Джейсон посадил меня в джип, прислонясь ко мне плечом, чтобы застегнуть ремень безопасности. Куртка осталась у меня на голове, и – странно – вызвала клаустрофобию.
– Закрой глаза, – велел Джейсон.
Я уже их закрыла, но не стала спорить. Куртку стащили, и солнце ударило в закрытые веки. Я почувствовала, как на меня надевают солнечные очки, и осторожно раскрыла глаза. Чуть лучше.
Перед джипом стояла цепь полицейских в форме и в штатском, удерживающая стаю репортеров, чтобы дать нам выехать. Все камеры смотрели в этот момент на нас. Представить себе не могу, какие будут заголовки в газетах.
Джейсон врубил двигатель и дал задний ход под скрежет шин. Он уже гнал по улице раньше, чем я успела сказать «тебя оштрафуют».
– Я звонил Мике, он ждет. Полезешь в ванну с Натэниелом.
– Чего? – сумела проговорить я.
– Я не знаю точно, что с тобой, но ты ведешь себя как серьезно раненный оборотень. Будто твое тело старается залечить какую-то глубокую травму. Тебе нужен жар и близость твоей группы.
– Я, – зубы застучали так, что слова рубились на куски, – не... – Я бросила попытки составить фразу и остановилась на формулировке: – Не ранена.
– Я знаю, что такой серьезной раны у тебя нет. Но если бы дело было в укусе вампира, ты была бы теплой на ощупь, горячей, жаркой. А не холодной.
У меня зазвенело в ушах – будто кто-то без конца гремит бубенцами. Звон поглотил голос Джейсона, шум мотора и все на свете. Я потеряла сознание второй раз за два часа. Определенно сегодня не лучший мой день.
Глава двадцать вторая
Я плавала в воде, в теплой-теплой воде. Чьи-то руки удерживали меня на месте, мужское тело слегка задевало меня в воде. Я открыла глаза и увидела пляшущие язычки свеч. Я снова в «Цирке проклятых»? Две вещи тут же подсказали мне, где я на самом деле: светлая плитка, блестящая в торце ванны, и руки вокруг моих плеч, которые напряглись и притянули меня ближе. Как только я уперлась спиной, я тут же поняла, что меня держит Мика.
Мне был знаком изгиб его плеча, знакома каждая ложбинка и выпуклость этого тела. Загорелые руки казались слишком тонкими для мужчины, но когда он притянул меня к себе, под кожей заиграли мышцы. Я знала, сколько силы в этом изящном теле. Он был вроде меня – на самом деле куда мощнее, чем с виду.
– Как ты себя чувствуешь? – спросил он так близко, что шепот показался громким.
– Лучше, – ответила я, все еще слабо.
– По крайней мере, ты немного согрелась, – сказал он. – Джейсон говорил, что тебя тошнило и голова кружилась.
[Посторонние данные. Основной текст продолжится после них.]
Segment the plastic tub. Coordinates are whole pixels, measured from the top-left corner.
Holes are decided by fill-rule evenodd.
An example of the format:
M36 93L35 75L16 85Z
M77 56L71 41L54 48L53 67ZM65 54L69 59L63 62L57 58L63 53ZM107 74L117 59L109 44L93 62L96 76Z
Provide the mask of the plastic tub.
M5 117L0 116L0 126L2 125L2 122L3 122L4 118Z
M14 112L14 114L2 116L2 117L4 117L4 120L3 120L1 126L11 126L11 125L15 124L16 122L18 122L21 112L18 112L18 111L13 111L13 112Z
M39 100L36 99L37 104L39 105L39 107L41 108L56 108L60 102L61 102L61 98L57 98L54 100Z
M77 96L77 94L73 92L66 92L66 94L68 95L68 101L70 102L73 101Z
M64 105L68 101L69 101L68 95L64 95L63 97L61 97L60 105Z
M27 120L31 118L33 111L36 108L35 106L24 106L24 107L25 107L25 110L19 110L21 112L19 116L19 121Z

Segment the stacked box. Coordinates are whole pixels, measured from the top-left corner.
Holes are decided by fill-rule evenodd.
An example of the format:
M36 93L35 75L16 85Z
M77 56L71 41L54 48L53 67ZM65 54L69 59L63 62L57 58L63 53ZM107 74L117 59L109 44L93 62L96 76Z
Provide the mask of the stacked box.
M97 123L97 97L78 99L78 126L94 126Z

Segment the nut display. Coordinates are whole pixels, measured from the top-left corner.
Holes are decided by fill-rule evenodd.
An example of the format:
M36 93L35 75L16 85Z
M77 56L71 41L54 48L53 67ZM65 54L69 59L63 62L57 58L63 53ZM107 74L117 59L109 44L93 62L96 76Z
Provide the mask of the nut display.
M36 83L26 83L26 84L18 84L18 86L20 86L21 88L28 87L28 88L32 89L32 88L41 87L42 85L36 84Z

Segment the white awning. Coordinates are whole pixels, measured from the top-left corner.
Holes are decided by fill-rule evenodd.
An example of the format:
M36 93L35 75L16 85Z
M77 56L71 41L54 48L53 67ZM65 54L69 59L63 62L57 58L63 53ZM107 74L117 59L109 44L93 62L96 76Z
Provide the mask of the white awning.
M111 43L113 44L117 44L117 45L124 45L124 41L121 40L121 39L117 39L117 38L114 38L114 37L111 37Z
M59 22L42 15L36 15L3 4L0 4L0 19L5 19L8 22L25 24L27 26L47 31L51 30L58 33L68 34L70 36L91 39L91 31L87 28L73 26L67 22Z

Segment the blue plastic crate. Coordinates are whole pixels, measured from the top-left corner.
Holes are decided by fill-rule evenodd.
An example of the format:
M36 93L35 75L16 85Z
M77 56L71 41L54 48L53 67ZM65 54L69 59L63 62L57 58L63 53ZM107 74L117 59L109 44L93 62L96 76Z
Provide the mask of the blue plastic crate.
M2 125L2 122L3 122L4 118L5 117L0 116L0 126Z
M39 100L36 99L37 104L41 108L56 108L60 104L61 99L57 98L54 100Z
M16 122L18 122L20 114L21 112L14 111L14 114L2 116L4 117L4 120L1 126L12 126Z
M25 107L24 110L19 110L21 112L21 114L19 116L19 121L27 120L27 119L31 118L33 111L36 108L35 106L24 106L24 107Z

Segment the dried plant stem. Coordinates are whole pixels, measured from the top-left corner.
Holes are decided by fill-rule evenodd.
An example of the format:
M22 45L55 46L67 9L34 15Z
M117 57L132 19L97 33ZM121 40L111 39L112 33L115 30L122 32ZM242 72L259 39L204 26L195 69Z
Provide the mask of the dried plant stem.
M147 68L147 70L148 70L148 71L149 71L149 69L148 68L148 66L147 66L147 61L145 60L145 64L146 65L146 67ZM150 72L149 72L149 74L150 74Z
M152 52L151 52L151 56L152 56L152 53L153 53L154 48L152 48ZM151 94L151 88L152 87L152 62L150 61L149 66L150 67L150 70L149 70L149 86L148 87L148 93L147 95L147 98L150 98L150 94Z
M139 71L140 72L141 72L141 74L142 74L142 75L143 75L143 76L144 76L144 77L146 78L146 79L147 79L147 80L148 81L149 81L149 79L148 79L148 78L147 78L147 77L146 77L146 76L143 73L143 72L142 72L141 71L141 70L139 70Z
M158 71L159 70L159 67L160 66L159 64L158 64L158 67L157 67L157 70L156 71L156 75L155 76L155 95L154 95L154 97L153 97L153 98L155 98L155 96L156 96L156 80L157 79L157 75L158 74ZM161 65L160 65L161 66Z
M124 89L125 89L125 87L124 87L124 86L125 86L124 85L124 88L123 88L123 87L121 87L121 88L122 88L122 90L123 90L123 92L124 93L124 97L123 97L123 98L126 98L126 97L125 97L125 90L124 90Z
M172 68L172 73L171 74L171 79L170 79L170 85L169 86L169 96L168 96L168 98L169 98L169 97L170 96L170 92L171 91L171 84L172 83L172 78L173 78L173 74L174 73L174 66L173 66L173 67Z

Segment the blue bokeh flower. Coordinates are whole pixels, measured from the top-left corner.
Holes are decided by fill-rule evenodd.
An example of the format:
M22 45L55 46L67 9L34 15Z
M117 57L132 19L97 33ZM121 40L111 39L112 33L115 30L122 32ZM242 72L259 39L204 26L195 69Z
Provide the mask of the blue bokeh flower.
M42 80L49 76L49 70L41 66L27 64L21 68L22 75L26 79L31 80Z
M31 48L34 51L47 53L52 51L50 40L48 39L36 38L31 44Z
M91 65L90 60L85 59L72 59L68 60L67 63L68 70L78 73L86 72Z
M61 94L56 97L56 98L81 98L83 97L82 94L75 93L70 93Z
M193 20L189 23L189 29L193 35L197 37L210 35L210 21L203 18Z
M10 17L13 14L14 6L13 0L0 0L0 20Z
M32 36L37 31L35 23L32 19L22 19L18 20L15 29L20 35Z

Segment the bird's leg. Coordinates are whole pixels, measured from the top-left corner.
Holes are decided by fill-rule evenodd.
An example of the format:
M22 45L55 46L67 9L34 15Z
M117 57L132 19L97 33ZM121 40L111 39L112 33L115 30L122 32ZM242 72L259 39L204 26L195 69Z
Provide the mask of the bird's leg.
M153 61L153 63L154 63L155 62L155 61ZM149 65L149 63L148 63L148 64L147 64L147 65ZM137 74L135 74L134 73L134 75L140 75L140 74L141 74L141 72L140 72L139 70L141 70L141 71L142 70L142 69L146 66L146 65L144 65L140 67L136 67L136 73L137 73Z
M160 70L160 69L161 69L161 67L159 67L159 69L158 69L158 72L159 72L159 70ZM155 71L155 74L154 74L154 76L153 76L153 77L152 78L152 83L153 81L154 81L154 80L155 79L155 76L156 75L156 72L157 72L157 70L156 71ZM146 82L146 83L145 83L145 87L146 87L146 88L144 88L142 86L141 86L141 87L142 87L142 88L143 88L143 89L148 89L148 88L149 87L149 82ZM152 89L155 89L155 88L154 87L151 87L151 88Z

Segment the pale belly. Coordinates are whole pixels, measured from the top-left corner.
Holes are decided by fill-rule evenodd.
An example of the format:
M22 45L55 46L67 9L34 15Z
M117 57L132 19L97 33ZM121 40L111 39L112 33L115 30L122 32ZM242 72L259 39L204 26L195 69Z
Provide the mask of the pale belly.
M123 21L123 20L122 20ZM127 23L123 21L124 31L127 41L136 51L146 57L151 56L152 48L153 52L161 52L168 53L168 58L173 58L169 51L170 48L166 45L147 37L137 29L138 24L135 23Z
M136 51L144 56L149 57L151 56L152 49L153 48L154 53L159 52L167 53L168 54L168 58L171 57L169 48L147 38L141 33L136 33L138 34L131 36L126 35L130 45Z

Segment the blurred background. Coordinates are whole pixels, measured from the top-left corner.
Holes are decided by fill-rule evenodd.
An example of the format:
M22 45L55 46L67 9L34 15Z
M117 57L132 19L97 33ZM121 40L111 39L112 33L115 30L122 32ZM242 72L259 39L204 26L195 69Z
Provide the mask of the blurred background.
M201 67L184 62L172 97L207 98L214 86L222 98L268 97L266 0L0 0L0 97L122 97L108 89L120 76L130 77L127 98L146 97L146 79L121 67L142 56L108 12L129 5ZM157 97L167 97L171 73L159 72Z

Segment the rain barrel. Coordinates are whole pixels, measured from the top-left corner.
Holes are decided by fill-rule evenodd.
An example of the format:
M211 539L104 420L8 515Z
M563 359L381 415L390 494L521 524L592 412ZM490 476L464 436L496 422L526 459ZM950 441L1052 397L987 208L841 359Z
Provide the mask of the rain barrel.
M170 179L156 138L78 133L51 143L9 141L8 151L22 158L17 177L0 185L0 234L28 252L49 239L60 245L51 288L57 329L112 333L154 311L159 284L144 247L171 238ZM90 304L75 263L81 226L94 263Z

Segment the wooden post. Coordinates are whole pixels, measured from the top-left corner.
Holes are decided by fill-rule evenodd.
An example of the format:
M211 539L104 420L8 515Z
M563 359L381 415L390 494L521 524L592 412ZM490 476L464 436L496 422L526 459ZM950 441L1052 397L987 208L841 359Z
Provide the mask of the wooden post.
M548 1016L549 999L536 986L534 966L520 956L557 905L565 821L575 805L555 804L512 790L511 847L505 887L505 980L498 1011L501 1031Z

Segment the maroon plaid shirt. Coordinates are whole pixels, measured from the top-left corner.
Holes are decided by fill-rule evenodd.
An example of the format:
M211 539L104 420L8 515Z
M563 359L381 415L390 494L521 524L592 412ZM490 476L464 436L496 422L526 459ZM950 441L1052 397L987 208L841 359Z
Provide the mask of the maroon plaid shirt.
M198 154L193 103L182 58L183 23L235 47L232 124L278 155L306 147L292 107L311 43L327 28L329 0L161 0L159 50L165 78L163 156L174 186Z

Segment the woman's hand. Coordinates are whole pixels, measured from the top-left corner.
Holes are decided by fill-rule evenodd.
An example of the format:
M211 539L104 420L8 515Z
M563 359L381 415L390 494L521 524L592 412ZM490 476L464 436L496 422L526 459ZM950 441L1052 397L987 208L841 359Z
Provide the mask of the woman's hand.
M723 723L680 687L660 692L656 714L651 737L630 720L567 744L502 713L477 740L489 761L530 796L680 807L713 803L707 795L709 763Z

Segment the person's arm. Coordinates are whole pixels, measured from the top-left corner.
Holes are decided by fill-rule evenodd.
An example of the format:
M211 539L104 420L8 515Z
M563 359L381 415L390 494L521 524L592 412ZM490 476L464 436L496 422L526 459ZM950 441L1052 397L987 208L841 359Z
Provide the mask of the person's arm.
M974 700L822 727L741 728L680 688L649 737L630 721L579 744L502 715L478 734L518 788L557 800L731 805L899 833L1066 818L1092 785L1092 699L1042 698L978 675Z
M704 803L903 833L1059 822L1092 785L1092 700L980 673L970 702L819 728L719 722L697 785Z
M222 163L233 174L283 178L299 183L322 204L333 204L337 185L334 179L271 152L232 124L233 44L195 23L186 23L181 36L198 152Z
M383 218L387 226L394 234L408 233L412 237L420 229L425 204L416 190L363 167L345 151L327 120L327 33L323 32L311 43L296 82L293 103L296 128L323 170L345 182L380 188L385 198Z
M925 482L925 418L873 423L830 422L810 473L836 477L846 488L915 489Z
Прошло?
Я подумала, попыталась почувствовать собственное тело, а не только уютную теплоту и близость.
– Ага, действительно лучше. Что со мной творилось?
Он повернул меня на руках, посадив поперек, чтобы мы видели друг друга. И улыбнулся. Загар, с которым он приехал, немного уже сошел, но кожа осталась смуглой, и эта смуглость подчеркивала самую поразительную его черту – совершенно кошачьи глаза. Я сперва думала, что они желто-зеленые, но они были и желтые, и зеленые, и любая комбинация этих цветов в зависимости от его настроения, от освещения, от цвета рубашки.